Jonathan Arrowsmith: At Investec, we have a full suite of solutions for the private equity market, covering financing at the asset level, financing at the GP/holding company level, M&A and IPO advisory, private banking as well as hedging. When you put all that together, it is pretty compelling.
We are now bringing all that to market via a single private equity team, delivering a joined-up approach. This will benefit the industry as firms can increasingly think about us to solve a range of their issues.
We can offer more solutions, as we have a much broader understanding of their business.
Helen Lucas: The world of private equity is increasingly complex, and the combination of creative capital provision and advice sets us apart from the competition.
Whether it’s through single asset level financing, continuation vehicles, NAV or preferred financing or an amalgamation of them, flexibility to suit the situation is key.
By bringing our treasury risk solutions, private banking business and advisory services together, we have been able to create a seamless unique offering focused on every aspect of private equity.
What were the greatest challenges for managers and how have firms adjusted?

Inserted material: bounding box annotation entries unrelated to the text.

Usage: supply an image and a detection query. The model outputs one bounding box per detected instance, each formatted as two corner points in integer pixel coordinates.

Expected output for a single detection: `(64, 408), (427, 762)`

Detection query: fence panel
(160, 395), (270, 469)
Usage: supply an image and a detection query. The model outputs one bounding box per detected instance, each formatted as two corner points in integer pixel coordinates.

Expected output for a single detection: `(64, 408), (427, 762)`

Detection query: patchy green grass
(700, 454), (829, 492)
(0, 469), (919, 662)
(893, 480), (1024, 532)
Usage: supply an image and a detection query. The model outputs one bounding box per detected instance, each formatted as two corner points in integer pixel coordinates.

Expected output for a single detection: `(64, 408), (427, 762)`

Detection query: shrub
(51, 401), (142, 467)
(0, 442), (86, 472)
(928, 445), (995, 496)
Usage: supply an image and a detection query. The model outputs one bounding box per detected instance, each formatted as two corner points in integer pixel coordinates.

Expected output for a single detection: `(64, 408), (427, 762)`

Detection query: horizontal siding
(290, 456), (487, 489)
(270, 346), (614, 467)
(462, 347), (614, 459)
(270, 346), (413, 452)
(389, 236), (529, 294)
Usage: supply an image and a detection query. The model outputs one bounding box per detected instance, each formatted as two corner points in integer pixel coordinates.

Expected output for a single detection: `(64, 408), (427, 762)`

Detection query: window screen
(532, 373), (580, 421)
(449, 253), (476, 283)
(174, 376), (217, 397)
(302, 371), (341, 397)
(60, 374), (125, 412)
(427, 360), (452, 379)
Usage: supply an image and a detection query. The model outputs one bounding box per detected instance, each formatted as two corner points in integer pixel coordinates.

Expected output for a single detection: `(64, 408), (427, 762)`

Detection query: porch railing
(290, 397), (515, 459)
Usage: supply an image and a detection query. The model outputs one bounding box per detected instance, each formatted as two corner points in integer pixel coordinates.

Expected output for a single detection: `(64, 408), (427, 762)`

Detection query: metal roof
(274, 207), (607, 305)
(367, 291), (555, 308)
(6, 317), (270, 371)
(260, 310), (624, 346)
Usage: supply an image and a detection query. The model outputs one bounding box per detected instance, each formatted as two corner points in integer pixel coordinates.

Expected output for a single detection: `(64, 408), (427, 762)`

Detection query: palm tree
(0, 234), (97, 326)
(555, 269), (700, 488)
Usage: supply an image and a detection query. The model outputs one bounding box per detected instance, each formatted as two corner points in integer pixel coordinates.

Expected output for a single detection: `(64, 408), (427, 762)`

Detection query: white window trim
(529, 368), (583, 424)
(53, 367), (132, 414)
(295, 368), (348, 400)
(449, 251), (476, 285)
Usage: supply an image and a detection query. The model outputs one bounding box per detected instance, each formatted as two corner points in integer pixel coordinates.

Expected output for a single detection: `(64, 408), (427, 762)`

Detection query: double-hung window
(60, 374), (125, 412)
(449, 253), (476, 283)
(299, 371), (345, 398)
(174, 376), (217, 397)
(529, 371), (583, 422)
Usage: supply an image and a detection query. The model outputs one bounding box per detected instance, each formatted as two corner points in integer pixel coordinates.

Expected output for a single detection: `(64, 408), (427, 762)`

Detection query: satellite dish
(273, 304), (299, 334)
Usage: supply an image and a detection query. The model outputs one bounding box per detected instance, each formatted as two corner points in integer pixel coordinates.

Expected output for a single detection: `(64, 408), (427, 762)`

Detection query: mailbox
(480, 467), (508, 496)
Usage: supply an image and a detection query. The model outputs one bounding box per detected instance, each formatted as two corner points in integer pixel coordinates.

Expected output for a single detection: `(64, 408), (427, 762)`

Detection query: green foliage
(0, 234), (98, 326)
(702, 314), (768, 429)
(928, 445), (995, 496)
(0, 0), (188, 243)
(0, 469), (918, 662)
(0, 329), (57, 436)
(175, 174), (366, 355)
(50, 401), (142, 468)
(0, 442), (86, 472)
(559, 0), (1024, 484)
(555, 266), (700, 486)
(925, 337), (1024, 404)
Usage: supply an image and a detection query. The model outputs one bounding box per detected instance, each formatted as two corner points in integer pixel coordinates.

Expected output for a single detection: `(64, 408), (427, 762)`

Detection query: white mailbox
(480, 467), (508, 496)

JA: If we look back at private equity over the past two decades, the interruption caused by the pandemic was a small bump compared to the dislocation that occurred during the global financial crisis. Then, debt markets were heavily impacted but this time the interruption was minimal and there were probably only three to four months last year when private equity activity was subdued.

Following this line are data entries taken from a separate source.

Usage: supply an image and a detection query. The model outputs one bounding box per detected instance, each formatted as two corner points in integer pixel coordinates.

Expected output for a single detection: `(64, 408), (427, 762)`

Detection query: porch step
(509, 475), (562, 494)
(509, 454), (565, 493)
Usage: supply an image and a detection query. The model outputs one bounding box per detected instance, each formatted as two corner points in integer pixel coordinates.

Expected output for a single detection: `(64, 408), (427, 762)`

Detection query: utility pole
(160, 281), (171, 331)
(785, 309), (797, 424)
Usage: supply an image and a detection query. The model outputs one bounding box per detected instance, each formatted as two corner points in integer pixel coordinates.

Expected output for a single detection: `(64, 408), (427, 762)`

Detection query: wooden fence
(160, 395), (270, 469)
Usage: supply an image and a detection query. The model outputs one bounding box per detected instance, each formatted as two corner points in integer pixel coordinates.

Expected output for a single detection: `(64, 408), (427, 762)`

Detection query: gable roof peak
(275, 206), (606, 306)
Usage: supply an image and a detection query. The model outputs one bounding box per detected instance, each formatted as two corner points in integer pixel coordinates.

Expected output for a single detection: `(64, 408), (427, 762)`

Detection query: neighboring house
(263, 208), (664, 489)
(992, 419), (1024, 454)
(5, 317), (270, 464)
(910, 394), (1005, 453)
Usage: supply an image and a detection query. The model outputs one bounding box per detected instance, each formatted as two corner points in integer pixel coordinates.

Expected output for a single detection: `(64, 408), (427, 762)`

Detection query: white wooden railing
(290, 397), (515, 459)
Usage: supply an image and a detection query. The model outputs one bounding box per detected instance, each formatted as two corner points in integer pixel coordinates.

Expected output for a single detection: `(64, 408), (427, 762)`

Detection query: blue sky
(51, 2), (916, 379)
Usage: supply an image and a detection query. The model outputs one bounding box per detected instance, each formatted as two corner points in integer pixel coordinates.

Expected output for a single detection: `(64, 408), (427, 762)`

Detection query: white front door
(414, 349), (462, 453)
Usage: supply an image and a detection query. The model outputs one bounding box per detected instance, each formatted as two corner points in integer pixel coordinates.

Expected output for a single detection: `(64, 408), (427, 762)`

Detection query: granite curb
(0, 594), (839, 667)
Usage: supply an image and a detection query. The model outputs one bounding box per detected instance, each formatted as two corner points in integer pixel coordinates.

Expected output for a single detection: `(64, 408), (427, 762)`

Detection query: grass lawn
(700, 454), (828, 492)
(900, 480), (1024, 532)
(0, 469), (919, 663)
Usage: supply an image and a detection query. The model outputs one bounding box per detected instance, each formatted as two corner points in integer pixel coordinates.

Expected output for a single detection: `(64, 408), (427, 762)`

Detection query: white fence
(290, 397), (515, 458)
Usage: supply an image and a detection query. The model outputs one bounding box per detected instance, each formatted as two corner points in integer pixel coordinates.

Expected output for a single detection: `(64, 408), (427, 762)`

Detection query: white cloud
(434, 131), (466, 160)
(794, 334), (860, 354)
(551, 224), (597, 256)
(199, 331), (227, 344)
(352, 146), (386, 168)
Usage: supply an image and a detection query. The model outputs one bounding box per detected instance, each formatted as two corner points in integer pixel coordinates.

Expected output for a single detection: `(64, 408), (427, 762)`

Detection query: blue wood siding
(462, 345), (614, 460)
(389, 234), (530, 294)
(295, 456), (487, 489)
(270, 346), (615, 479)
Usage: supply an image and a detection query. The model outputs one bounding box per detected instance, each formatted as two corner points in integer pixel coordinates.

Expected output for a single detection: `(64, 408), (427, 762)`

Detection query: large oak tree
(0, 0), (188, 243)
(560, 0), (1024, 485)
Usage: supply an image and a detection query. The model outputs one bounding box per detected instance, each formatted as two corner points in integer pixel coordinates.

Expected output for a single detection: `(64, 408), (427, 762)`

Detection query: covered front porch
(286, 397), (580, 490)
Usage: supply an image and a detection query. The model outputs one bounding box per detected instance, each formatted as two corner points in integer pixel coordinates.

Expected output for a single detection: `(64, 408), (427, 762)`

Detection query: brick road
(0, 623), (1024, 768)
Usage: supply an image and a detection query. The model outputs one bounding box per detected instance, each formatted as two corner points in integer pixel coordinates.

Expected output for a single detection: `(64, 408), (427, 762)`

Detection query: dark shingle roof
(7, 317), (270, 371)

After that period, funds got back to work quickly, recognising that government support was going to be available to support assets and there were some good deals available for those with capital. So, investors were back on the front foot pursuing core investment strategies and putting money to work beyond their existing portfolios.

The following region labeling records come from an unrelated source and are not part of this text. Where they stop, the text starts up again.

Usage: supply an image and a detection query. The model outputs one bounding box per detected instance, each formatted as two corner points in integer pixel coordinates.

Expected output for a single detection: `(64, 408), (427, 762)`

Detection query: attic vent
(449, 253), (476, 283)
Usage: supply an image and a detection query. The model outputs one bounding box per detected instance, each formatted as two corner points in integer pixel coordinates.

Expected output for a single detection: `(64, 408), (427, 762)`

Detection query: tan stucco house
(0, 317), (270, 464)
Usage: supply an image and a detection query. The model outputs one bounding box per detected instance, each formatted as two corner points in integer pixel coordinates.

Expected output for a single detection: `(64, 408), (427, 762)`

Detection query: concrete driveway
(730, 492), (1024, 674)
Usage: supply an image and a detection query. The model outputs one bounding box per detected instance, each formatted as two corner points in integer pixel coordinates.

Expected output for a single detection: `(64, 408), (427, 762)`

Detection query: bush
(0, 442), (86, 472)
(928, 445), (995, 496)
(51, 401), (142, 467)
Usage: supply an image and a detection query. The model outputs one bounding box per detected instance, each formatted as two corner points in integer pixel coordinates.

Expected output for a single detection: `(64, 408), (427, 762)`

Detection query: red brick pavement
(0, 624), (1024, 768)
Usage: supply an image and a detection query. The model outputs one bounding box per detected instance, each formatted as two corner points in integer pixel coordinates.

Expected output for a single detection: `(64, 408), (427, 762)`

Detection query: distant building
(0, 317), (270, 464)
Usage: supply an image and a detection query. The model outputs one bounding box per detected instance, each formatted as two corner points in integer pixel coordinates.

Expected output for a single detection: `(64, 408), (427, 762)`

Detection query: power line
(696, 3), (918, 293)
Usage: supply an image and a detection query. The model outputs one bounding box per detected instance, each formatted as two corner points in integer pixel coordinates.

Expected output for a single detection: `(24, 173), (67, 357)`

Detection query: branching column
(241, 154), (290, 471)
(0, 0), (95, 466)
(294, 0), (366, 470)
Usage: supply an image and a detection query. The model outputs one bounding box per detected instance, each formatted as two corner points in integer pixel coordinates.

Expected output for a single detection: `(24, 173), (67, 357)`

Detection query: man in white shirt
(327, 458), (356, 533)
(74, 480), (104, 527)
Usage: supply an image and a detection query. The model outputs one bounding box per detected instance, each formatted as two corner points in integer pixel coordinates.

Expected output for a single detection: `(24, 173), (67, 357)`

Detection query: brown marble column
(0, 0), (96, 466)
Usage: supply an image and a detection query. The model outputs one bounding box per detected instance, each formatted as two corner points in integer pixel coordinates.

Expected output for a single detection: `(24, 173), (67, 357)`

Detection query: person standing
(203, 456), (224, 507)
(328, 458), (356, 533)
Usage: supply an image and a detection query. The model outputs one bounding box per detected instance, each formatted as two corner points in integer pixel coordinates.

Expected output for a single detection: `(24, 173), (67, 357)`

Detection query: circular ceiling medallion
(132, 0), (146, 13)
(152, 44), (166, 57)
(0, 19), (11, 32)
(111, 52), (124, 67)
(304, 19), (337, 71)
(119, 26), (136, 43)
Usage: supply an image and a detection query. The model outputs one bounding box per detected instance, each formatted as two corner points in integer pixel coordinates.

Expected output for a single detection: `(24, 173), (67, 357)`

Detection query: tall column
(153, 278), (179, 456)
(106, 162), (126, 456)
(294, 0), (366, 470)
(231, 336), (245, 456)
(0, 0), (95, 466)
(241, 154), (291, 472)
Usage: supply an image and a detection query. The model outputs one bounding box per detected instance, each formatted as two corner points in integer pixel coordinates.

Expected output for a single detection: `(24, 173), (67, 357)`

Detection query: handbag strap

HL: There were some challenges around deploying capital into the right assets at a time when management meetings had to be conducted virtually and sites could not be visited. But people found ways through that fairly effectively. There were also questions around the right structuring for transactions, with an extra layer of scrutiny around pricing that centred on trying to unpick whether any extraordinary performance or underperformance was cyclical or structural. Often funds had tracked those businesses for a while and were able to take a view on what had happened for the underlying companies.
With a focus on the need to ‘build back better’, how will PE adapt to new ways of working in a post-pandemic environment?
HL: We learnt during the pandemic that we can operate remotely and still achieve high levels of productivity. There were challenges associated with transition, particularly on the pastoral side around supporting employees. This was notable during the period of school closures, which undoubtedly impacted women more than men.
In terms of gender parity in the profession, we have probably gone backwards rather than forwards during the pandemic. However, we do have an opportunity to change this and embrace some of the successful new working practices, where flexibility is key. On ESG more generally, there is more focus from managers. Deals that meet ESG criteria are more attractive to investors.
We have seen the benefits of more flexible approaches to working in an industry that, historically, has been quite traditional. Many working practices will likely return to normal and it will be difficult for investors to say they will not attend meetings, but we have proved alternatives are available and can work.
JA: If you had asked private equity funds prior to covid, as to whether they would ever do a deal virtually from start to finish, they would have said no. There are still issues in transactions where parties have never met, but many deals have been done even off the back of just a few, if any, face-to-face sessions. The last year has demonstrated that parts of the deal process can be handled remotely, often more efficiently.
How might the future of PE differ from what has happened before? Where do you expect to see growth coming from, and how might the market shift?
JA: Private equity is not going away – it has got greater scale and reach than ever before. In the past two decades, the private equity market has generated strong returns relative to other asset classes. The year 2020 was a bump in the road for everybody and I do not see private equity suffering more than others.
For an industry that prides itself on innovation, private equity has probably not seen that much change over the past decade – continuing to receive enormous support from large amounts of debt, acquiring premium assets and creating value in those assets to generate good returns for investors. As a means of differentiating the offering to LPs, we have seen more sector specialisation. I expect that to continue, as well as increased innovation around exit strategies. Instead of exiting the best assets, I suspect we will see far more assets rolling over into continuation funds and other vehicles, along with managers making greater use of the IPO markets, where they have been relatively unadventurous until now.
HL: Expect to see more creativity further up the capital structure, applying leverage across the portfolio using NAV products and other holding company financing. People are already showing increasing interest in those products and I envisage an increase in appetite from GPs and more acceptance on the part of the investor community.